21C3 Schedule Release 1.1.7

21st Chaos Communication Congress
Lectures and workshops

Speakers
Picture of Tim Starling Tim Starling
Picture of Brion Vibber Brion Vibber
Schedule
Day 1
Location Saal 1
Start Time 15:00 h
Duration 01:00
INFO
ID 63
Type Lecture
Track Hacking
Language english
FEEDBACK

Edit This Page

Scaling the Wiki Beyond 1 Million

Wikipedia developers chronicle the evolution of the MediaWiki software and server farm to manage the popular and ever-growing editable encyclopedia. Planned scalability improvements are outlined, plus developers' conference and hacking session.

Since 2001, the Wikipedia encyclopedia project has jumped from a scratchpad side project to one of the top 500 sites on the web (Alexa stats), bringing community and media attention to both wikis and open-licensed content.

While some dispute its quality, Wikipedia's quantity is undeniable: at over one million pages in dozens of languages Wikipedia is the largest, most populous Wiki Wiki site on the net. Where traditional wikis have tended to be relatively small communities based on some topical interest, Wikipedia actively seeks attention, visitors, and editors with an open-ended mission to document virtually any topic, from the philosophers of Athens to Slashdot trolling fads.

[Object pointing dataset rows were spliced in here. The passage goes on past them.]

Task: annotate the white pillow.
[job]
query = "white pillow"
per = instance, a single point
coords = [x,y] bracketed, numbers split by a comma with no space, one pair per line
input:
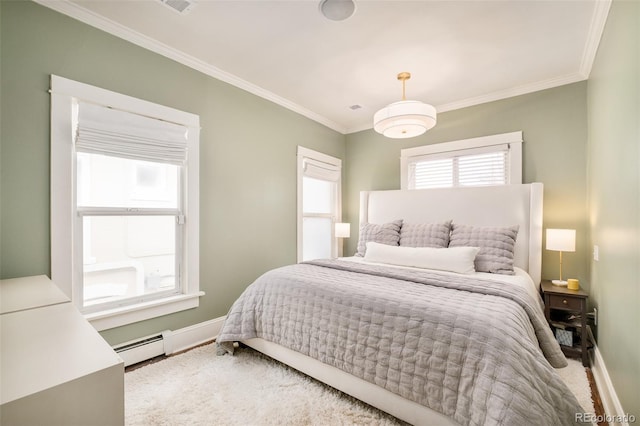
[453,259]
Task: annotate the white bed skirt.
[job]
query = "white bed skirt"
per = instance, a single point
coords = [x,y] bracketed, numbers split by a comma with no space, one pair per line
[374,395]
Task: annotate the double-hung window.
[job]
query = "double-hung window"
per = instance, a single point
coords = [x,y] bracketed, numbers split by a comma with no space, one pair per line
[484,161]
[124,204]
[319,206]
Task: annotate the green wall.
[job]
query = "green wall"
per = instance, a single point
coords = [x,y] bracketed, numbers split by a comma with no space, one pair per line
[554,126]
[614,198]
[248,154]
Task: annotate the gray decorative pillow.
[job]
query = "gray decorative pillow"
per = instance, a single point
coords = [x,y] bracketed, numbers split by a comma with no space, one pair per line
[496,246]
[425,234]
[387,233]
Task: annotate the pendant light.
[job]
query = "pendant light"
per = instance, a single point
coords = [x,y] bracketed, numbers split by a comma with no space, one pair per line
[404,119]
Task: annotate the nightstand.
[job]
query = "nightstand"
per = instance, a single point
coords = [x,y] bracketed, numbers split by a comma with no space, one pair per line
[567,310]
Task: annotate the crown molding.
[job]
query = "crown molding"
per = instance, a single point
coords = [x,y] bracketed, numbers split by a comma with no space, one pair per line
[598,21]
[81,14]
[88,17]
[497,96]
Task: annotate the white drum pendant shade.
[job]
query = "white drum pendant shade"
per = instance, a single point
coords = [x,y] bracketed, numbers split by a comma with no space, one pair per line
[404,119]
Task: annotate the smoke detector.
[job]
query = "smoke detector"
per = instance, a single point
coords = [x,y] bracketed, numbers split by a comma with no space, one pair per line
[181,6]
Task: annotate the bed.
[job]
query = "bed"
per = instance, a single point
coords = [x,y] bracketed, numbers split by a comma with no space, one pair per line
[406,327]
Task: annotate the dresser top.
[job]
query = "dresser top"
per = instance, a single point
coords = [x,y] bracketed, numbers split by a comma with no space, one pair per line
[19,294]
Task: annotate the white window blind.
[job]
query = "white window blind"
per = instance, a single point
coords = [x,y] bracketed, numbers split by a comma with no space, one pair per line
[483,161]
[107,131]
[477,167]
[320,170]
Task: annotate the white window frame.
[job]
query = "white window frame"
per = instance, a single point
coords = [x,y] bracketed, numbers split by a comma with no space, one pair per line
[302,154]
[64,94]
[461,147]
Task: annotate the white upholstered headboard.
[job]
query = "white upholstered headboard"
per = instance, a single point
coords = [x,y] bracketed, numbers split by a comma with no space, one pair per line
[482,206]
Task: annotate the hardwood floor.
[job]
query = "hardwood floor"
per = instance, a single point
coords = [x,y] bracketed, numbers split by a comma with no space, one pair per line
[595,397]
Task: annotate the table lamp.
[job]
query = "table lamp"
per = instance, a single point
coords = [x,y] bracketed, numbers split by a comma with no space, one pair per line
[342,230]
[561,240]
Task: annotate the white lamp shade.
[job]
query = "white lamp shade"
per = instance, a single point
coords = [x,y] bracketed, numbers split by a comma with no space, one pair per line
[343,230]
[404,119]
[561,239]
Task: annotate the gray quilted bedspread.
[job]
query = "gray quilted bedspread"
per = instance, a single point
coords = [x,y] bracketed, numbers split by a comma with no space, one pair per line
[475,350]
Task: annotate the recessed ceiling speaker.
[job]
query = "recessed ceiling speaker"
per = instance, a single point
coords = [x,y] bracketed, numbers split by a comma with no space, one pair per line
[337,10]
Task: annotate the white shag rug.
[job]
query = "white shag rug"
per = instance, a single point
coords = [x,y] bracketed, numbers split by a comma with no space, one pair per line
[200,388]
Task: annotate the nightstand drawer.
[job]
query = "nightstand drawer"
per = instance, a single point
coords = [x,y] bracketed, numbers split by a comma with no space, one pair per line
[564,302]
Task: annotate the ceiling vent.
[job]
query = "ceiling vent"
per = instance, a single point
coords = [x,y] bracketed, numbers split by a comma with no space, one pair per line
[180,6]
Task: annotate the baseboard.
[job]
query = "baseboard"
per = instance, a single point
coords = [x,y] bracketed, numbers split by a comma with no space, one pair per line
[168,342]
[610,402]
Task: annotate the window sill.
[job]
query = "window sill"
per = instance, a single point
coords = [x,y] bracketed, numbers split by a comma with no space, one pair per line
[129,314]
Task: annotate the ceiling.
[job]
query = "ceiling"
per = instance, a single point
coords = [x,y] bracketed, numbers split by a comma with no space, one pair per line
[460,53]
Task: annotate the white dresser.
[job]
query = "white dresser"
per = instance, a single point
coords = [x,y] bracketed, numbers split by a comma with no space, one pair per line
[55,369]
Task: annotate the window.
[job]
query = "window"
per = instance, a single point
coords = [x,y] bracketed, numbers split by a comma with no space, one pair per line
[319,206]
[124,204]
[491,160]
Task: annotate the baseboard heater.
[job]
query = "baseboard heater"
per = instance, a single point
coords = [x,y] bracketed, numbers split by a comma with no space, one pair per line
[145,348]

Phenomenal growth in the editing community, non-editing visitors, and the number of topics covered has thus put continual social and technical pressure on the scalability of the system. The wiki engine MediaWiki has grown up along with the project, following the sometimes-conflicting paths of being both easy to install and use and performing reasonably well in a multimillion hit per day environment.

Built in the scripting language PHP, MediaWiki attempts to boost performance with "alternate hard and soft layers" of code: most hits to Wikipedia are actually handled by a Squid reverse proxy cache which is faster than any PHP script could be. Pre-parsed page chunks and dynamically editable user interface data are optionally cached using Livejournal's distributed memory object cache memcached or the compatible disk-backed tugelacache. Ongoing work is being put into accelerated native-code diff, parsing, and Unicode normalization modules, while still retaining compatibility with "pure" PHP code for use in more restricted environments.

Additionally a MediaWiki developers' conference is planned, for discussion and work on the next major version of the software which will carry sites like Wikipedia through 2005 and beyond: developers will give a peek at upcoming storage back-end improvements to handle an ever-growing text corpus.